I, the undersigned, being duly sworn upon my oath say:

  1. The Applicant, as noted below, is the recipient of the funds.
  2. The undersigned is authorized to bind the Applicant and any other recipient of funding pursuant to this Application.
  3. The filing of this Application, attached documents, and the Application is public information subject to the Delaware Freedom of Information Act, 29 Del. C. ch. 100 (FOIA).  Although an Applicant may request that certain documents or portions of documents submitted to the State of Delaware be held confidential, it is exclusively within the discretion of the State of Delaware to determine whether any and all documents submitted in the Application, including supporting documentation, are public record.
  4. The Applicant consents that the State of Delaware may provide all Application documents and any other documents related to this Project or Transaction to law enforcement agencies for investigative and auditing purposes. 
  5. The Applicant hereby agrees, if this Application is approved, to comply with all federal, state, and local laws and regulations affecting the operation of the proposed Project or Transaction.
  6. The Applicant hereby acknowledges and agrees that the State of Delaware reserves the right to and may disclose any information contained in this Application and its supporting documents to the staff and attorneys of the State of Delaware, at any public hearing held on this Application, in any published notice of such hearing in accordance with the open meetings requirements of the Delaware Freedom of Information Act.
  7. The Applicant hereby agrees that any officers, employees, agents or attorneys of the State of Delaware may have access to and copy any and all information in any form pertaining to Applicant, including, but not limited to, tax returns and information from tax returns as used in 30 Del.
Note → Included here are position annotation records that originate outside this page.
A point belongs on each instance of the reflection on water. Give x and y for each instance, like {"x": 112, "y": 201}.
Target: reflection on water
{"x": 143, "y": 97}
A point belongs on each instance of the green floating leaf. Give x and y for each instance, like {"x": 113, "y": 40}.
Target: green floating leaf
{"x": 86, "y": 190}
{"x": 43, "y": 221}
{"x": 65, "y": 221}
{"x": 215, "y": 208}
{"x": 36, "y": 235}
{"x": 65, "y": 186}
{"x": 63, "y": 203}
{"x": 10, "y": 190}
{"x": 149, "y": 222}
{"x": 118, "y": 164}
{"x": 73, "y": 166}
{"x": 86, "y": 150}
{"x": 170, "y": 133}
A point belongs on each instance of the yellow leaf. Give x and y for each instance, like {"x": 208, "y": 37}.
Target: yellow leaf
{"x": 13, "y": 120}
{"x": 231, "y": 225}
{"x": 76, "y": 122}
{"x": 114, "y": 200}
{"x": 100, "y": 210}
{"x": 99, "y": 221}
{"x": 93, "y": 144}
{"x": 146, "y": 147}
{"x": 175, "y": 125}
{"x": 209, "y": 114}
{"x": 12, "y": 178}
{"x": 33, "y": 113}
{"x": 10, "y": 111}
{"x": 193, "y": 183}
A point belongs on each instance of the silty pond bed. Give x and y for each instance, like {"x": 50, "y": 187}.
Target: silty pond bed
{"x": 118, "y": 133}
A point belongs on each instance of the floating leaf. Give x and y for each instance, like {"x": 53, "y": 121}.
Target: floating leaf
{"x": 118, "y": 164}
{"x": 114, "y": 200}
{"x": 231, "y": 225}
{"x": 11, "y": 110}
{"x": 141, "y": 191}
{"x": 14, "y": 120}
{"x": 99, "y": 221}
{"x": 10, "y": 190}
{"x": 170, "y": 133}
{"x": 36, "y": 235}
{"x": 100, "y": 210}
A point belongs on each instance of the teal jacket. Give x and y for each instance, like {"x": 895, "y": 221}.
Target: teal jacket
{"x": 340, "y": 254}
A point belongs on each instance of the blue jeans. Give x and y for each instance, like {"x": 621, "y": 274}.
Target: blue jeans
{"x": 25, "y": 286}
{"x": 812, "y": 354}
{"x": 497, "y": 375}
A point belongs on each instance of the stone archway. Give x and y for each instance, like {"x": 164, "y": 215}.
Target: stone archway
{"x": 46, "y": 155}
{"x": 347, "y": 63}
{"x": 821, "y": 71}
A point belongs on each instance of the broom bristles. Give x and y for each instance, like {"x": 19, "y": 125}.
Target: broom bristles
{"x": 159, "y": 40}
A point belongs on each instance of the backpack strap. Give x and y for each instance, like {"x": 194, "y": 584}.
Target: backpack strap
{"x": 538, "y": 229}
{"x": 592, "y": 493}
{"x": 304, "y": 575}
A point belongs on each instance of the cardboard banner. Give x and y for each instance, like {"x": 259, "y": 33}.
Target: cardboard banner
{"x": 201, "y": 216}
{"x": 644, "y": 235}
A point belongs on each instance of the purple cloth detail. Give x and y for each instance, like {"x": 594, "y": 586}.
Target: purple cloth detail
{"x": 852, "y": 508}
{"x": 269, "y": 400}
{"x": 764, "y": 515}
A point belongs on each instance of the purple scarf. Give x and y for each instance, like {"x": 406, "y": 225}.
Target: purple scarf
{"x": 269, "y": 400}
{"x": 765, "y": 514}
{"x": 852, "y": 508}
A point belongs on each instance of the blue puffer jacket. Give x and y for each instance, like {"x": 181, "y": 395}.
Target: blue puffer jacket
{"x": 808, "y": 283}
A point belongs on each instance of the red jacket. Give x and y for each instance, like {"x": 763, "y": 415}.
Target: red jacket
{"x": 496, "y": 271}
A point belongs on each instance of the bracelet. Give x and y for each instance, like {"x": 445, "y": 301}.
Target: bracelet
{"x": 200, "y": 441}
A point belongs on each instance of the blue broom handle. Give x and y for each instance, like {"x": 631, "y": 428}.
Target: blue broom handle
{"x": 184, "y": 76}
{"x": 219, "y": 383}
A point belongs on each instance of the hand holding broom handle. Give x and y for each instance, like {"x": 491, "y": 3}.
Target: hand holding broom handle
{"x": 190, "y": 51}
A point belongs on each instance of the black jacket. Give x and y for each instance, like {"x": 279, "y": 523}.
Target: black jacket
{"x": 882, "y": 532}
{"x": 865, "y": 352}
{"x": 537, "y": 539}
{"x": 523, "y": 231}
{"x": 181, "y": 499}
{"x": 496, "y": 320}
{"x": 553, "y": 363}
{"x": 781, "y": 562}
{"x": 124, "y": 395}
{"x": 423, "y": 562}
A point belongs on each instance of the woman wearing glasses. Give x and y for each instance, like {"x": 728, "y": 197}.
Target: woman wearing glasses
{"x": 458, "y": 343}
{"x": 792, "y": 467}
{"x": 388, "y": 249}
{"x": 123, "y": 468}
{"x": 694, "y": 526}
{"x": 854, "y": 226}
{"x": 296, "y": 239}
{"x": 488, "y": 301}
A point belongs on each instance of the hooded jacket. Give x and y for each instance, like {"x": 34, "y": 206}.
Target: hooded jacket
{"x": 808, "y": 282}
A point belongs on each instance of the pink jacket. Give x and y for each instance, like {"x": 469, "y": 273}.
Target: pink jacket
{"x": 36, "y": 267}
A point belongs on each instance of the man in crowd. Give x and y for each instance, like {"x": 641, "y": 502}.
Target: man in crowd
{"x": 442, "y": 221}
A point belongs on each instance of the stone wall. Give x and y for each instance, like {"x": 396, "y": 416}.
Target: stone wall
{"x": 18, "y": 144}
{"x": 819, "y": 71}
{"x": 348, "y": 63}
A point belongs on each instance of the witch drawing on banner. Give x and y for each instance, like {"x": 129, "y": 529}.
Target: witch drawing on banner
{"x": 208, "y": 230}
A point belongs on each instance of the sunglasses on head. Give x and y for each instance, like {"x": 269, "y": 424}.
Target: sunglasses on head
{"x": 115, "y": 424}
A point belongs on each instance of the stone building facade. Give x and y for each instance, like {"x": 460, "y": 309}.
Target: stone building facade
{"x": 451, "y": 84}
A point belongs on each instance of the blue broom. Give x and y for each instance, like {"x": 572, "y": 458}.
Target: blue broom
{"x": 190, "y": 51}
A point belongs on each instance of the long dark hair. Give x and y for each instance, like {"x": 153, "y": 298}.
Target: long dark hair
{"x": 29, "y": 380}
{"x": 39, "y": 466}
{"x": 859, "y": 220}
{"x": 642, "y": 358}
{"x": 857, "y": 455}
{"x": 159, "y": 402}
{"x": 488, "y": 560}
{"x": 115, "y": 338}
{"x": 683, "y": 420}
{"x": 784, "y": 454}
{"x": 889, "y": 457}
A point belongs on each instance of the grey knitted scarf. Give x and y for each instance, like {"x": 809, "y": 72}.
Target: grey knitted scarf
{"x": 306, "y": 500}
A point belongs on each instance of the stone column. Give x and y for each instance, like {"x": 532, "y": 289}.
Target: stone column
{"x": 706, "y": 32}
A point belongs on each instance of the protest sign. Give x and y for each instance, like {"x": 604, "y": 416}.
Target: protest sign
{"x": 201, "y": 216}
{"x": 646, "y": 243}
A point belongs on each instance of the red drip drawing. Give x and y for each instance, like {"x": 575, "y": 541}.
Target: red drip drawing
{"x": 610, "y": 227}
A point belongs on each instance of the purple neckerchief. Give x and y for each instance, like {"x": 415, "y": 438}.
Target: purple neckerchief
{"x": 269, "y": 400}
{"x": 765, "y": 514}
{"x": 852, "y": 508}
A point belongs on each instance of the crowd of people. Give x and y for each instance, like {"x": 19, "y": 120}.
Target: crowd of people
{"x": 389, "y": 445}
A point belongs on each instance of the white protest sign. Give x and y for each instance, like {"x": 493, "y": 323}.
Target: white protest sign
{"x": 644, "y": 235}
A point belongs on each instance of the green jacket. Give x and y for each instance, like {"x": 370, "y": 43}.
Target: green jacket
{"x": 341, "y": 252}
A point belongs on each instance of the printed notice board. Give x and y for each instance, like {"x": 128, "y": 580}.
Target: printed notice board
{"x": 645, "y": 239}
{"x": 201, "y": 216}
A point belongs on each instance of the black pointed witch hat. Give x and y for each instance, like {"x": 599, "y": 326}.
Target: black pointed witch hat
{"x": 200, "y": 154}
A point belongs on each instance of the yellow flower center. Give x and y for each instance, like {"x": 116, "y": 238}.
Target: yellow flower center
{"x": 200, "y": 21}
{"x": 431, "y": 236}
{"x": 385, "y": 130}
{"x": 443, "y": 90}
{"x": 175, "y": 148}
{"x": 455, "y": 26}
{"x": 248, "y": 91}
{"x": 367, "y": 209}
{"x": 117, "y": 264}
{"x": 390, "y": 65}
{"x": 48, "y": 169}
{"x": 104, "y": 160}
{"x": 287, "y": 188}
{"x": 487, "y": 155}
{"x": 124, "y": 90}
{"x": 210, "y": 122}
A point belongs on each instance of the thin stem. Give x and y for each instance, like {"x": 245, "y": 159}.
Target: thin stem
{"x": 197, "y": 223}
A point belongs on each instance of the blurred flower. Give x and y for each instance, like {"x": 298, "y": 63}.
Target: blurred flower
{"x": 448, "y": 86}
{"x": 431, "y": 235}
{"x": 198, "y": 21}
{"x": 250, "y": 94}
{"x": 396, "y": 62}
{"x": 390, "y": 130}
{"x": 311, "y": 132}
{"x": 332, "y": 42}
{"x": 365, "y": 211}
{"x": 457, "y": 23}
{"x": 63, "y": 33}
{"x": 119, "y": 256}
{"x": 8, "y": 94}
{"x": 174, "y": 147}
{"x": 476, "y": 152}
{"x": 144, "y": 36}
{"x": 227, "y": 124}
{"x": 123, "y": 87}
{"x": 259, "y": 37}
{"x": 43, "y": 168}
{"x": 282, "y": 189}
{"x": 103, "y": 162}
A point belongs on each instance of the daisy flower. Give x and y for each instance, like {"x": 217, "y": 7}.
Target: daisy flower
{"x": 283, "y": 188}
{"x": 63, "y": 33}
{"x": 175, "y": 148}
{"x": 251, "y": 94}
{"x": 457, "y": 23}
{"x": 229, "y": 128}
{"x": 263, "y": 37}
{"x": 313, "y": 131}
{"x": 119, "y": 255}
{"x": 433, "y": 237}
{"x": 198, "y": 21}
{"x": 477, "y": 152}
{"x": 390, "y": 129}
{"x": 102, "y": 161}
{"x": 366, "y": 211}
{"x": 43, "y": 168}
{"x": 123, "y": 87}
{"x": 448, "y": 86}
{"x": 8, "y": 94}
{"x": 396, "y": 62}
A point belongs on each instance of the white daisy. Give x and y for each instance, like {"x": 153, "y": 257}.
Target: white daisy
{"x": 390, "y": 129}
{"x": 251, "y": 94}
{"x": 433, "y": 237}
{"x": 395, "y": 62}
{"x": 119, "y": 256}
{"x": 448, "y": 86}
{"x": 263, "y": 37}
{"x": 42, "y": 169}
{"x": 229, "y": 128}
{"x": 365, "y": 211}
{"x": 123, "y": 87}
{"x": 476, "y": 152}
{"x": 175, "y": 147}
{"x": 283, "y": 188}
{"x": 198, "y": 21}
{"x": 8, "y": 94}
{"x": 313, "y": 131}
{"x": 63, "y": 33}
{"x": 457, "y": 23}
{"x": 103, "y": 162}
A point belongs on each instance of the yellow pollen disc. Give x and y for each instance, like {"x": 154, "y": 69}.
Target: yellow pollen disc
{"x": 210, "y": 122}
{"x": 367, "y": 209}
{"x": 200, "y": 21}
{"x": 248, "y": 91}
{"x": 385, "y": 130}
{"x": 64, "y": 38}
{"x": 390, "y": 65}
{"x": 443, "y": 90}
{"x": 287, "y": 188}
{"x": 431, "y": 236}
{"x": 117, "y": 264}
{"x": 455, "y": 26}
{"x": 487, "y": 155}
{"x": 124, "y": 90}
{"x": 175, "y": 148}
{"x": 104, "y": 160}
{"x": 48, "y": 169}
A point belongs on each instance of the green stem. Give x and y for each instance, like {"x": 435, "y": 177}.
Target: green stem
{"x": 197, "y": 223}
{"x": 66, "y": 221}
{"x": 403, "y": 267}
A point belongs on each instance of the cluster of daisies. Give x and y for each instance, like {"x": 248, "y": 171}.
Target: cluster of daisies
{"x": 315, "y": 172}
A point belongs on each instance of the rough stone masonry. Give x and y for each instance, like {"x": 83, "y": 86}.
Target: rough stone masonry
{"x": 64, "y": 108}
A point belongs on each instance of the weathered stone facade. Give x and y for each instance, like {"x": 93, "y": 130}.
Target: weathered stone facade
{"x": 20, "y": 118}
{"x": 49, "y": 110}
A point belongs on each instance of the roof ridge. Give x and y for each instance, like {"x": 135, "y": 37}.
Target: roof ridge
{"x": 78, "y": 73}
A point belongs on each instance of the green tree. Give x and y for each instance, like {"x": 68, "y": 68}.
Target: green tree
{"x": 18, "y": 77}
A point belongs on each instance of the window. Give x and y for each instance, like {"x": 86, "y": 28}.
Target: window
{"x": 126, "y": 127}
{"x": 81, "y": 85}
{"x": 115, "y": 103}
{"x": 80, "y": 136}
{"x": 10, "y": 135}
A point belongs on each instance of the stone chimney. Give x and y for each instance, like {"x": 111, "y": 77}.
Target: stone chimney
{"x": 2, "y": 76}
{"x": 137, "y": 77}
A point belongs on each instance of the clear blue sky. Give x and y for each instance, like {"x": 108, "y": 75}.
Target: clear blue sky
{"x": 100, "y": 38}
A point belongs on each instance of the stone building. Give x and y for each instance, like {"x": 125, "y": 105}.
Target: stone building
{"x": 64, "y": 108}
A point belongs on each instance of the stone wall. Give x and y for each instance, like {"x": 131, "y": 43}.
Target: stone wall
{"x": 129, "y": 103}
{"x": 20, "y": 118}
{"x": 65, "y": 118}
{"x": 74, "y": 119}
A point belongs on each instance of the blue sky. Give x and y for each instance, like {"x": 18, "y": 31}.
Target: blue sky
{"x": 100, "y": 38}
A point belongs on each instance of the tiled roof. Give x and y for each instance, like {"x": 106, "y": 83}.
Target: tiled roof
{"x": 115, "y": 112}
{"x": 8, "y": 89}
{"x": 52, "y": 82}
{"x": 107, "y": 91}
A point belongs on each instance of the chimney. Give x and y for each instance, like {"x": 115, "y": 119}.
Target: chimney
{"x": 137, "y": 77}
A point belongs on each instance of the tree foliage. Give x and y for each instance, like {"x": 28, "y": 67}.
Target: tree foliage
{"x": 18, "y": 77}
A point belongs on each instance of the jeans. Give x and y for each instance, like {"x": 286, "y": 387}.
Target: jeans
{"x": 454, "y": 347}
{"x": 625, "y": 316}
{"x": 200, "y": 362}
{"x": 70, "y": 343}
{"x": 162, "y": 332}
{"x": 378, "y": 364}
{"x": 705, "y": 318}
C. §368, in the custody of any State of Delaware, or other State, department, agency, instrumentality, division, office, board, bureau, council, commission, committee, panel or “public body,” as that term is defined in the Delaware Freedom of Information Act, 29 Del. C. § 10002(a), including, but not limited to, the Departments of Finance, State, Labor, and Natural Resources and Environmental Control of the State of Delaware, the United States Environmental Protection Agency, the United States Department of Labor, the National Labor Relations Board or any other agency of the federal government having custody of information deemed pertinent by the AGENCY staff or attorneys in evaluating Applicant’s Application.
  8. I have carefully read this Application, including all attachments and exhibits, and the information contained in this Application, including all attachments and exhibits, is true, accurate and complete to the best of my information and belief.
  9. These representations are made in support of a request for government funds.
  10. The undersigned understands that if the undersigned has intentionally made a false statement in this Application, or someone else has made a false statement herein that the undersigned knows or believes to be false, the undersigned and the entity that undersigned acts on behalf shall be subject to criminal and civil prosecution.
  11. The Applicant understands that no funds will be used for refinancing existing debt.
  12. The Applicant understands that no funds may be used for speculative real estate ventures.